Pouco depois do fim do cessar-fogo, rompido com disparos de foguetes palestinos em direção a Israel e com ataques aéreos contra a Faixa de Gaza, Ezzat al-Rishq declarou: "Israel não estará em segurança enquanto o povo palestino não estiver, e foi Israel que começou".

O chefe da delegação palestina nas negociações no Cairo, Azam al Ahmed, confirmou que "o cessar-fogo está morto e Israel é o responsável".

Ahmed, que abandonará o Cairo na manhã desta quarta-feira, disse que não haverá negociações até que Israel responda a proposta palestina para a trégua.

O cessar-fogo mantido desde 11 de agosto na Faixa de Gaza terminou à meia-noite (18H00 Brasília) de terça-feira, em meio ao bombardeio de Israel e a disparos de foguetes do território palestino.

O braço armado do Hamas afirmou ter disparado um foguete na noite de terça-feira em direção a Jerusalém, onde as sirenes de alerta soaram. Ao que parece, o foguete foi interceptado pelo sistema de defesa anti-mísseis posicionado fora da zona urbana.

Em resposta, um ataque aéreo israelense atingiu uma casa em Gaza, matando uma menina e uma mulher e ferindo outras 16 pessoas, de acordo com o porta-voz dos serviços de emergência locais, Ashraf al-Qodra.

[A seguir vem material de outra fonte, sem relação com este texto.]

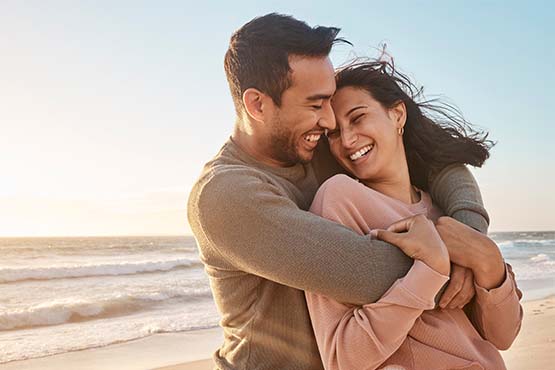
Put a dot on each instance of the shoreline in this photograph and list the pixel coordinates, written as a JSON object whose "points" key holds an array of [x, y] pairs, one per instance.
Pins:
{"points": [[192, 350]]}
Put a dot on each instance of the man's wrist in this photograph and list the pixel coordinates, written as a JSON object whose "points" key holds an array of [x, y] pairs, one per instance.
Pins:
{"points": [[490, 273]]}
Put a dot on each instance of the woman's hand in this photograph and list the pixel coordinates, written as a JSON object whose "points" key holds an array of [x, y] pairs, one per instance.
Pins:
{"points": [[417, 237], [460, 289], [474, 250]]}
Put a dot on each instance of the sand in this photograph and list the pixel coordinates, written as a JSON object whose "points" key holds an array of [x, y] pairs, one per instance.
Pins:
{"points": [[534, 349]]}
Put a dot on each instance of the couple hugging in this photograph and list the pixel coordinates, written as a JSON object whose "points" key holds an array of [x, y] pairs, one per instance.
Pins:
{"points": [[338, 225]]}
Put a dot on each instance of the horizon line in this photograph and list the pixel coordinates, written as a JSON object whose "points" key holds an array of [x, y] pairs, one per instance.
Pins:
{"points": [[191, 235]]}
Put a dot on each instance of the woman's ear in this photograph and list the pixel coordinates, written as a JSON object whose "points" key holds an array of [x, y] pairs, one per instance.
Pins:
{"points": [[255, 103], [399, 112]]}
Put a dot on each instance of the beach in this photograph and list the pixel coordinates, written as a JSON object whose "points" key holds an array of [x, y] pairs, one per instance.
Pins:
{"points": [[145, 303], [534, 348]]}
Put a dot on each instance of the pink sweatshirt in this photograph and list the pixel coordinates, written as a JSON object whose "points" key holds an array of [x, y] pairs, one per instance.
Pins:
{"points": [[403, 330]]}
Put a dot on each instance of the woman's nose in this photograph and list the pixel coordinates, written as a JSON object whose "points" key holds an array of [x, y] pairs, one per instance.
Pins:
{"points": [[348, 138], [327, 120]]}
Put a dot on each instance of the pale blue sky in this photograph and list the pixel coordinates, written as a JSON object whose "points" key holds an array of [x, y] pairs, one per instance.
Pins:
{"points": [[109, 109]]}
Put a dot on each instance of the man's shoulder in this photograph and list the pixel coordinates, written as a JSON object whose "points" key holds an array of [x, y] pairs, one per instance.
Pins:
{"points": [[226, 175]]}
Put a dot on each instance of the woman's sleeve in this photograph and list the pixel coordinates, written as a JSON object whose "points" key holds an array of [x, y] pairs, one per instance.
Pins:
{"points": [[497, 313], [363, 337]]}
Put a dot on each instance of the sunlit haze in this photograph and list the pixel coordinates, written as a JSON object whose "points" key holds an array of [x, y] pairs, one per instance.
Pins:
{"points": [[108, 110]]}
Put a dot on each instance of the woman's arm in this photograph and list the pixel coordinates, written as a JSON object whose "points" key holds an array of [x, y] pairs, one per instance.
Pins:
{"points": [[363, 337], [356, 337]]}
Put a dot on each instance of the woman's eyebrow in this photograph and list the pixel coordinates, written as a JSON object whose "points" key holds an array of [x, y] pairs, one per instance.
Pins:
{"points": [[355, 108], [318, 97]]}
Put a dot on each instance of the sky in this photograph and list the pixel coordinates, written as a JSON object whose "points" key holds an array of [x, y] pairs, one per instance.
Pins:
{"points": [[109, 109]]}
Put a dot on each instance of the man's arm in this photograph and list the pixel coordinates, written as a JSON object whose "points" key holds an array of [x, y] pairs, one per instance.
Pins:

Testemunhas disseram à AFP que pelo menos três mísseis atingiram a casa, localizada perto das instalações da estação de rádio Al-Aqsa, do movimento Hamas, que controla o enclave palestino.

Desde 8 de julho, o atual conflito na Faixa de Gaza matou mais de 2 mil palestinos, a maioria civis, e 64 militares e três civis do lado israelense.